Schwartz and Papamichael are half local, half transplant. They grew up three years apart in the same New York suburb, Syosset, but they did not become friends until they landed in the same fraternity at Tulane. Today they divide their time between New York City and a Warehouse District loft that doubles as an office and pied-a-terre. Both claim a fierce loyalty to New Orleans; Schwartz and his wife, Christa, were married here in 2005.
"We are not just developers coming to take advantage of tax credits. We love New Orleans and want to see it developed the right way," Schwartz said. "We consider ourselves based here.
"We're bullish on the city's long-term prospects, given its unique assets -- the port, tourism, the universities that fuel the bioscience industry," he continued. "Housing is the piece that's missing to keep the fire burning. There will be no way to take the city to the next level, from recovery to growth, without more housing."
To the partnership, Schwartz brings a background in real estate finance. Papamichael, whose father also works in the real estate business, handles site acquisition and assembles the team of architects, engineers, contractors and interior designers who will work on the buildings.
After they graduated from Tulane, both went to work for major real estate firms in New York -- Schwartz to the Related Companies, a firm affiliated with Centerline Capital, and Papamichael to W&M Properties, which owns the Empire State Building.
"Matt brings significant tax credit experience having worked at the Related Companies. He was a significant player in their affordable housing area," said George Perry, director of investments at W&M. "Chris was a valuable member of our team. He helped source, evaluate and underwrite opportunities, and I'm sure he's using those same skills in New Orleans. My sense in knowing Chris is that he's got a very good eye."

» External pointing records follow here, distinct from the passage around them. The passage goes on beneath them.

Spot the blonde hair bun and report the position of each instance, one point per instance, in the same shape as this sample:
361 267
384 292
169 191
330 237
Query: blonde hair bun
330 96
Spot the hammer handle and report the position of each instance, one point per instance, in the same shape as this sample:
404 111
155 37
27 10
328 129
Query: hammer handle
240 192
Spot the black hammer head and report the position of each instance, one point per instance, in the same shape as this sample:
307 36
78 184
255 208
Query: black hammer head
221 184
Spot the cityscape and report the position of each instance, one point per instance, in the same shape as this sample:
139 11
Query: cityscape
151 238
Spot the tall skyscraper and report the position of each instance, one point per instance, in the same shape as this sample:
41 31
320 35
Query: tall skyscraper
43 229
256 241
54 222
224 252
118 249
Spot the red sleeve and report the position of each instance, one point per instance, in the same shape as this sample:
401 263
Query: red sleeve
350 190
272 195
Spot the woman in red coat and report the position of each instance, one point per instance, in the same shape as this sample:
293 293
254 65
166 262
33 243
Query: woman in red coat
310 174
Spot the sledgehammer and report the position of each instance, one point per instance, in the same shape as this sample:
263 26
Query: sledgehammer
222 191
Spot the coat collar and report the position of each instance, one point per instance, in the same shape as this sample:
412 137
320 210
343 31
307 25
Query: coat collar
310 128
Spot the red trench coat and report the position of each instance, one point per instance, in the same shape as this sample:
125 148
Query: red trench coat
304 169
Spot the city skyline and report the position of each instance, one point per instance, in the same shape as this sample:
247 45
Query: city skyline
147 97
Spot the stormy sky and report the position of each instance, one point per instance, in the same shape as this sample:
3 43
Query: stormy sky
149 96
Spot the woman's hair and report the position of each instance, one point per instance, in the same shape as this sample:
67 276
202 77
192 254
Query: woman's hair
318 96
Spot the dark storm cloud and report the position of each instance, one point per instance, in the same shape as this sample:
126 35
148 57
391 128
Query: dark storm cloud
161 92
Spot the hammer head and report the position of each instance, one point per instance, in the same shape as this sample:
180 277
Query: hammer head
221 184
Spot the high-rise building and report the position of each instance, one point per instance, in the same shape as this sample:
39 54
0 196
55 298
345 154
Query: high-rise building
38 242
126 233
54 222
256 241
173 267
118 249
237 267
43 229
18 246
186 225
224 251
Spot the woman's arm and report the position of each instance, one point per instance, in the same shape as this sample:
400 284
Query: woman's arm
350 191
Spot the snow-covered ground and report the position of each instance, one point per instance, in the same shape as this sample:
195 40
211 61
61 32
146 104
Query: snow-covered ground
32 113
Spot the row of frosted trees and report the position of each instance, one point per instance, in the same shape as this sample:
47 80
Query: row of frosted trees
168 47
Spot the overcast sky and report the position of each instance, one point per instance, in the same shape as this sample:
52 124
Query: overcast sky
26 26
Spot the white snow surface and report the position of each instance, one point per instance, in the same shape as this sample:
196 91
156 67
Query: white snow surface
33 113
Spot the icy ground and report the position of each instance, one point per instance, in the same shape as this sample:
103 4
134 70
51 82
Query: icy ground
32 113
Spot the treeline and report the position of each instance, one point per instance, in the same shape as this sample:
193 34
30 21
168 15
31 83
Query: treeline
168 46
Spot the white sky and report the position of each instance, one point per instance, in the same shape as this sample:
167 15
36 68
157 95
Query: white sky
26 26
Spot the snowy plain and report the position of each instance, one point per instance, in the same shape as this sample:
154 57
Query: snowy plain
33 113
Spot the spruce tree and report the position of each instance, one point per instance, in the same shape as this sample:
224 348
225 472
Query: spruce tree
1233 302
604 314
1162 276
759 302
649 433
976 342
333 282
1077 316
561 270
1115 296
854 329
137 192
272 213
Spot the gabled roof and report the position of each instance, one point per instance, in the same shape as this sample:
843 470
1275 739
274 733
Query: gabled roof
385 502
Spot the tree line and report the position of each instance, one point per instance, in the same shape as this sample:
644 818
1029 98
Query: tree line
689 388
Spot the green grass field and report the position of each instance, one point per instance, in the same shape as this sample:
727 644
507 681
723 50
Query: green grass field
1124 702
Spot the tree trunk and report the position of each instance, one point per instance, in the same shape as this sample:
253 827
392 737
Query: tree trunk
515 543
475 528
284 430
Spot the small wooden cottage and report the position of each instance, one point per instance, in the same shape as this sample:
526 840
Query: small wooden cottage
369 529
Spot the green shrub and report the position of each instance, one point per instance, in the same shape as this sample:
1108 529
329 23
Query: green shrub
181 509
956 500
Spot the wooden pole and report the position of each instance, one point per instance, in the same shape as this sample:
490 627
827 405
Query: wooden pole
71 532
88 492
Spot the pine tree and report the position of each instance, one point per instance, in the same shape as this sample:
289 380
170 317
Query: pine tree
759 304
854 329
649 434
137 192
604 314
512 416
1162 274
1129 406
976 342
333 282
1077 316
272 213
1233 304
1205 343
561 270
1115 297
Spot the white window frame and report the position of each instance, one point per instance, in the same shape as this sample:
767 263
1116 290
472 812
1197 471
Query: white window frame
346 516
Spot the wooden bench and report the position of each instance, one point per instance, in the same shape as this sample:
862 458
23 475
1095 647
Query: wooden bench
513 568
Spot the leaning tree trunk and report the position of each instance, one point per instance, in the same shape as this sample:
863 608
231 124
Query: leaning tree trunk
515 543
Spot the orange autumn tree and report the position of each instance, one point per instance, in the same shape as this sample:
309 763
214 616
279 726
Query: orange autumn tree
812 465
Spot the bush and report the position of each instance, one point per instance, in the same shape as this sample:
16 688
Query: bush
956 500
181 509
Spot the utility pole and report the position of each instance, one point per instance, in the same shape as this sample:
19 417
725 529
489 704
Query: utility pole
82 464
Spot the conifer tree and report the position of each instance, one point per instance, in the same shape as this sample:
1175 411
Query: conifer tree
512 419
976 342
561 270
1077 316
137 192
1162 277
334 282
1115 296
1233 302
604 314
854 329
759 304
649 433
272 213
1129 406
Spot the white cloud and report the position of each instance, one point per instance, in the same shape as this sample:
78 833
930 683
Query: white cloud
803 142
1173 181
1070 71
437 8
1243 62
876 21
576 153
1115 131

The two struck out on their own in 2004, focusing initially on multifamily housing developments in New York City and upstate. They won a city contract to redevelop Markham Gardens, a dilapidated public housing project in Staten Island, N.Y., and built a mix of rental and for-sale units in Ithaca, N.Y., that was the first development in the state to use tax credits for energy-efficient construction. All of their projects in New Orleans are built to green standards as well.
"We have both lived in New Orleans and understand how the city works. An outsider may know New Orleans only as a travel or convention destination, but there's a lot more to the economy than that," Papamichael said. "There are things about the city that are irreplacable. We're confident it will recover."